Ms Morales had been under intense scrutiny since her marriage last year to a controversial former guerrilla.
The Council of State ruled on Tuesday that her election by the Supreme Court was invalid because there were not enough judges present when the vote took place.'Inhuman attacks'
President Juan Manuel Santos - who nominated her for the role of chief prosecutor - expressed regret at her departure.
He said she had performed the role with "great dignity, great efficiency, great transparency and great character".
In her resignation speech, Ms Morales said that, under her leadership, the Prosecutor's Office had brought charges in relation to the most serious cases of corruption in Colombia.
Those accused were either "in prison or on the run," she said.
"On my watch there were no untouchables."
Ms Morales complained that she had been the victim of "perverse and inhuman attacks" by journalists and media seeking to force her resignation.
Ms Morales had been criticised over her marriage to Carlos Alonso Lucio, a former congressman and ex-member of the demobilised M-19 guerrilla group, which has been linked to right-wing drug paramilitaries and drug traffickers.

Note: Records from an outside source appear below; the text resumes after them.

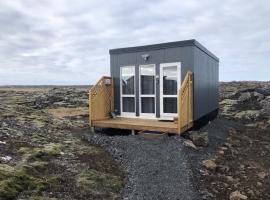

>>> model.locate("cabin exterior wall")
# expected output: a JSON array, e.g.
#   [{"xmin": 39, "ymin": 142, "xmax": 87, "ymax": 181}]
[
  {"xmin": 110, "ymin": 46, "xmax": 194, "ymax": 118},
  {"xmin": 193, "ymin": 45, "xmax": 219, "ymax": 121}
]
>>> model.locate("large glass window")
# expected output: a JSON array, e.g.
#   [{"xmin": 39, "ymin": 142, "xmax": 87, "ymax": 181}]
[
  {"xmin": 122, "ymin": 97, "xmax": 135, "ymax": 112},
  {"xmin": 141, "ymin": 97, "xmax": 155, "ymax": 113},
  {"xmin": 121, "ymin": 67, "xmax": 135, "ymax": 95},
  {"xmin": 163, "ymin": 98, "xmax": 177, "ymax": 113},
  {"xmin": 140, "ymin": 66, "xmax": 155, "ymax": 95},
  {"xmin": 160, "ymin": 63, "xmax": 180, "ymax": 119},
  {"xmin": 140, "ymin": 65, "xmax": 156, "ymax": 116},
  {"xmin": 121, "ymin": 66, "xmax": 135, "ymax": 115},
  {"xmin": 163, "ymin": 66, "xmax": 177, "ymax": 95}
]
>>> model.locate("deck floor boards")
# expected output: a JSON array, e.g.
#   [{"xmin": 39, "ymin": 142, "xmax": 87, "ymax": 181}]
[{"xmin": 92, "ymin": 117, "xmax": 178, "ymax": 134}]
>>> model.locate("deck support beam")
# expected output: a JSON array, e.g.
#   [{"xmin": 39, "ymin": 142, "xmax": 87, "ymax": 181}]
[{"xmin": 90, "ymin": 127, "xmax": 95, "ymax": 133}]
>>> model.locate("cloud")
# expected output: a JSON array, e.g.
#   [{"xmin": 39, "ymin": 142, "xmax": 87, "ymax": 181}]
[{"xmin": 0, "ymin": 0, "xmax": 269, "ymax": 85}]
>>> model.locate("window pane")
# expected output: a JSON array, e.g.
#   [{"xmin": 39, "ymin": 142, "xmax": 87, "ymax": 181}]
[
  {"xmin": 141, "ymin": 97, "xmax": 155, "ymax": 113},
  {"xmin": 163, "ymin": 66, "xmax": 177, "ymax": 95},
  {"xmin": 140, "ymin": 65, "xmax": 155, "ymax": 95},
  {"xmin": 141, "ymin": 66, "xmax": 155, "ymax": 76},
  {"xmin": 121, "ymin": 67, "xmax": 135, "ymax": 94},
  {"xmin": 122, "ymin": 97, "xmax": 135, "ymax": 112},
  {"xmin": 163, "ymin": 98, "xmax": 177, "ymax": 113},
  {"xmin": 141, "ymin": 76, "xmax": 155, "ymax": 94}
]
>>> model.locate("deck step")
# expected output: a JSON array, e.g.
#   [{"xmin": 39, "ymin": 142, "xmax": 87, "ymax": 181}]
[{"xmin": 138, "ymin": 131, "xmax": 167, "ymax": 139}]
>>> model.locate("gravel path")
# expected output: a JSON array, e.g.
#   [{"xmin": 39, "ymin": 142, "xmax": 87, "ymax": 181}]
[{"xmin": 83, "ymin": 132, "xmax": 199, "ymax": 200}]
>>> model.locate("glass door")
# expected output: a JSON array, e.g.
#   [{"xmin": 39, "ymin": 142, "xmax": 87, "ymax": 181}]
[
  {"xmin": 139, "ymin": 64, "xmax": 156, "ymax": 118},
  {"xmin": 120, "ymin": 66, "xmax": 135, "ymax": 116},
  {"xmin": 160, "ymin": 62, "xmax": 181, "ymax": 120}
]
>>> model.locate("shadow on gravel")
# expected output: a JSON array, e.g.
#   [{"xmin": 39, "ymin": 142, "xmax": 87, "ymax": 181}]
[{"xmin": 95, "ymin": 128, "xmax": 132, "ymax": 136}]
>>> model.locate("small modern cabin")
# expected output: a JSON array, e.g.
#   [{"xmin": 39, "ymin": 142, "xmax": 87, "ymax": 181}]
[{"xmin": 89, "ymin": 39, "xmax": 219, "ymax": 134}]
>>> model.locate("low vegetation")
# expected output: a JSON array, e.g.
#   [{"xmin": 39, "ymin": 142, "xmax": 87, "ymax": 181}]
[{"xmin": 0, "ymin": 87, "xmax": 124, "ymax": 200}]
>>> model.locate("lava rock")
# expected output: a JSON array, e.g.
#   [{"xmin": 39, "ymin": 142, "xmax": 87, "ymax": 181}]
[
  {"xmin": 184, "ymin": 140, "xmax": 197, "ymax": 150},
  {"xmin": 257, "ymin": 172, "xmax": 267, "ymax": 179},
  {"xmin": 235, "ymin": 110, "xmax": 260, "ymax": 120},
  {"xmin": 229, "ymin": 191, "xmax": 248, "ymax": 200},
  {"xmin": 253, "ymin": 91, "xmax": 264, "ymax": 101},
  {"xmin": 238, "ymin": 92, "xmax": 251, "ymax": 102},
  {"xmin": 202, "ymin": 159, "xmax": 217, "ymax": 171},
  {"xmin": 255, "ymin": 88, "xmax": 270, "ymax": 96},
  {"xmin": 189, "ymin": 131, "xmax": 209, "ymax": 147}
]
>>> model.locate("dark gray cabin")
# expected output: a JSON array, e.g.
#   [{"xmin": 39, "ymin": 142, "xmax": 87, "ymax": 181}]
[{"xmin": 109, "ymin": 39, "xmax": 219, "ymax": 125}]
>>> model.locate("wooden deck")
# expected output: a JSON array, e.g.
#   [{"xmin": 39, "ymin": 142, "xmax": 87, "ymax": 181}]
[
  {"xmin": 89, "ymin": 72, "xmax": 193, "ymax": 135},
  {"xmin": 92, "ymin": 117, "xmax": 178, "ymax": 134}
]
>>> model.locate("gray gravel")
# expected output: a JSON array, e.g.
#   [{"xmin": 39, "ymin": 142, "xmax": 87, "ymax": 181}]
[{"xmin": 83, "ymin": 132, "xmax": 199, "ymax": 200}]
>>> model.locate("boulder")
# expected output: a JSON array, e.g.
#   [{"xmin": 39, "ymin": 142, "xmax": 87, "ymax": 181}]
[
  {"xmin": 255, "ymin": 88, "xmax": 270, "ymax": 96},
  {"xmin": 202, "ymin": 159, "xmax": 217, "ymax": 171},
  {"xmin": 230, "ymin": 191, "xmax": 248, "ymax": 200},
  {"xmin": 257, "ymin": 172, "xmax": 267, "ymax": 179},
  {"xmin": 259, "ymin": 99, "xmax": 270, "ymax": 109},
  {"xmin": 235, "ymin": 110, "xmax": 260, "ymax": 120},
  {"xmin": 189, "ymin": 131, "xmax": 209, "ymax": 147},
  {"xmin": 226, "ymin": 176, "xmax": 235, "ymax": 182},
  {"xmin": 253, "ymin": 92, "xmax": 264, "ymax": 101},
  {"xmin": 220, "ymin": 91, "xmax": 239, "ymax": 100},
  {"xmin": 220, "ymin": 99, "xmax": 238, "ymax": 105},
  {"xmin": 238, "ymin": 92, "xmax": 251, "ymax": 102},
  {"xmin": 217, "ymin": 165, "xmax": 230, "ymax": 173},
  {"xmin": 259, "ymin": 99, "xmax": 270, "ymax": 117},
  {"xmin": 184, "ymin": 140, "xmax": 197, "ymax": 150}
]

During her period in office she had led prosecutions against several close associates of the former President Alvaro Uribe, including former ministers, for alleged corruption and criminal conspiracy.
Among them were senior officials accused of ordering the DAS intelligence agency to spy on some of Mr Uribe's political opponents.
DAS was disbanded as a result of the scandal.
Ms Morales was the first woman to serve as chief prosecutor, which is considered one of most important public roles in Colombia.